Winter is here and while the holiday season is a time of festive fun, it also presents a lot of house fire dangers. The Paul Silverstein Burn Center at INTEGRIS Baptist Medical Center and the American Red Cross are offering Oklahoma City residents some important tips for staying safe this season.
It's easy to forget that the lovely candles used in thousands of homes during the winter holidays are ignition materials too. To keep your holidays safe, candles should be used by adults only, and used with care. December is the most dangerous month for candle fires, with almost twice the number of home candle fires of an average month. Christmas is the peak day, followed by New Year's Day and Christmas Eve.
For a safer holiday season:
- Keep candles, along with all ignition materials, out of the reach of children.
- Never leave a room with a candle still burning.
- Declare all bedrooms "no candle" zones. Forty-one percent of the home candle fires reported from 1999-2001 started in bedrooms, and a mattress or bedding was the first item ignited in 26% of home candle fire deaths.
- Keep candles well away from any items that can catch fire, including cloth, books, paper, curtains, Christmas tree, and decorations. During December, decorations are the leading item first ignited during candle fires.
- Place candles in sturdy holders, away from spots where they could be knocked over by children or pets.
- Keep exits clear of decorations. Be sure everyone in your home knows your fire escape routes and that there is nothing blocking these exits.
- Tree stands must be adequately sized to hold the tree in an upright position to avoid tipping over.
- Tree stands should be contain a two-day minimum supply of water, covering the stem at least 2 inches
- Never let the water level recede below the cut end of the tree.
- Don't use any additives in the tree water.
- Bulbs should not be larger than the 3-5 volt type.
- The number of light sets that can be connected together must be consistent with manufacturer's guidelines.
- When connecting light sets from different manufactures, the most restrictive guidelines shall be used.
- Each connected set of lights shall be on a separate circuit. Use only extension cords with overcurrent protection.
- All decorative trim must be a flame resistant material or be treated with a flame retardant product.
- Additional decorations surrounding the tree and not a part of the tree must be carefully placed to avoid sources of heat, such as light bulbs or heater vents.
- Combustible decorations such as straw, hay or other dry vegetation must be treated with a flame retardant solution before use.
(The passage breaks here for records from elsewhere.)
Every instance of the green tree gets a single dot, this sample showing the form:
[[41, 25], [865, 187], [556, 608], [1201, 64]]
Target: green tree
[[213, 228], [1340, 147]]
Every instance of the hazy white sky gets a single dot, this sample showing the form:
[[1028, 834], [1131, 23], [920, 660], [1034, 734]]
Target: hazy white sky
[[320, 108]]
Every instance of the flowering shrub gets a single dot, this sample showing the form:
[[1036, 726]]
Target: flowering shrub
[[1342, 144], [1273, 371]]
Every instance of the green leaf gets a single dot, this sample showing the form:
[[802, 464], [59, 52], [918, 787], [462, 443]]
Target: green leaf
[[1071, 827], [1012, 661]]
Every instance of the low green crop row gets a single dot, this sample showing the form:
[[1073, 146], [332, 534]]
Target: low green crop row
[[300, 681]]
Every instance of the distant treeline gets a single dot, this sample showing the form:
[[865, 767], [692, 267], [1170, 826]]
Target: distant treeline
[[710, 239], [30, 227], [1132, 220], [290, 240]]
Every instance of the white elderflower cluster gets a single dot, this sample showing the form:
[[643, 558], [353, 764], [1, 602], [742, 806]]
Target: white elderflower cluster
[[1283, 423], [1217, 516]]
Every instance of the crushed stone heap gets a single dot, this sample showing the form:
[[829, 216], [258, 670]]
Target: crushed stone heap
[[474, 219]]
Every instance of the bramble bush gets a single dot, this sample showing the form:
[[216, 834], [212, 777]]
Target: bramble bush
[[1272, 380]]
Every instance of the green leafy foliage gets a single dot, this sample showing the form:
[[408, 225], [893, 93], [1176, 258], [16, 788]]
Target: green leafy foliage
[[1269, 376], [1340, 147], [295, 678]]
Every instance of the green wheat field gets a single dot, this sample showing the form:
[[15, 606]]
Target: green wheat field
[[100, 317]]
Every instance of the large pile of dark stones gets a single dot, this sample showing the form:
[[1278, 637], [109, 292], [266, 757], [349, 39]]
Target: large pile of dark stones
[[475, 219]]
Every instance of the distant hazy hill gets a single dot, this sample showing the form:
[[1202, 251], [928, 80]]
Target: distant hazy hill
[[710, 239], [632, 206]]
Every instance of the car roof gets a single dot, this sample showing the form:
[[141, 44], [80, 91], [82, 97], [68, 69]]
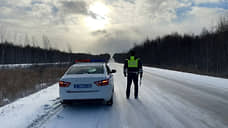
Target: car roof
[[88, 64]]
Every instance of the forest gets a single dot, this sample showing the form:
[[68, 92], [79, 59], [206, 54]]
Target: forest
[[15, 54], [206, 53]]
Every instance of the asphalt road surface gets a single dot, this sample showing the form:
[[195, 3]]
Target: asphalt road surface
[[167, 99]]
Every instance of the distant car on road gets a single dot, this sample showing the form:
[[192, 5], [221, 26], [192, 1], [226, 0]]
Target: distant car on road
[[87, 80]]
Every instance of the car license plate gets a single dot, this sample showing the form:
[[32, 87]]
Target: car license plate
[[82, 86]]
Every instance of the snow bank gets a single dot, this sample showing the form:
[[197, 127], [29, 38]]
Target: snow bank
[[23, 112]]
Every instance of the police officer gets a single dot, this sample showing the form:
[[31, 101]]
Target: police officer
[[132, 69]]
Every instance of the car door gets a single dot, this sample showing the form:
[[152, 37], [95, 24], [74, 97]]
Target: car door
[[110, 75]]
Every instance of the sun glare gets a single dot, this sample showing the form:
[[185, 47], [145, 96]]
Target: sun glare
[[98, 18]]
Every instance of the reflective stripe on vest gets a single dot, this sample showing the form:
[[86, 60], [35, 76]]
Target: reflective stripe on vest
[[133, 63]]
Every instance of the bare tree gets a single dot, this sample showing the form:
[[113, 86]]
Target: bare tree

Remember, when setting up holiday decorations and Christmas trees; be careful where they are placed. Don't conceal or obstruct access to:
- Exit Doors
- Fire Extinguishers
The American Red Cross reports they respond to about 170 home fires a day in the U.S. That's one fire every eight seconds! They provide these tips to prevent home fires:
- Keep items that can catch on fire at least three feet away from anything that gets hot, such as space heaters.
- Space heaters should sit on a level, hard surface and anything flammable should be kept at least three feet away.
- If using a fireplace, use a glass or metal fire screen large enough to catch sparks and rolling logs.
- Turn off space heaters and make sure fireplace embers are out before leaving the room or going to bed.
- Never smoke in bed.
- Talk to children regularly about the dangers of fire, matches and lighters and keep them out of reach.
Many fires begin on or around the kitchen stove. People should remain in the kitchen when frying, grilling or broiling food. If you leave the kitchen for even a short period of time, turn off the stove. Other cooking safety steps include:
- Stay in the home while simmering, baking, roasting or boiling food. Check it regularly and use a timer to remind you that food is cooking.
- Keep anything that can catch fire—like pot holders, towels, plastic and clothing— away from the stove.
- Keep pets off cooking surfaces and countertops to prevent them from knocking things onto the burner.
For additional safety, it's important to install carbon monoxide and smoke alarms on every level of the home and outside sleeping areas.
- If the carbon monoxide alarm sounds, move quickly to a fresh air location outdoors or by an open window or door.
- Never use a generator, grill, camp stove or other gasoline, propane, natural gas or charcoal-burning devices inside a home, garage, basement, crawlspace or any partially enclosed area.
- Check monthly that smoke alarms are working properly by pushing the test button.
- Replace batteries in smoke alarms at least once a year.
- Replace smoke alarms every ten years.
Making sure all members of the household know what to do during a fire is one of the most important steps people can take to stay safe. Everyone should know two ways to escape from every room of the home, and set up a meeting place outside in case of fire. Practice escaping from the home at least twice a year and at different times of the day. Teach household members to stop, drop and roll if their clothing should catch on fire.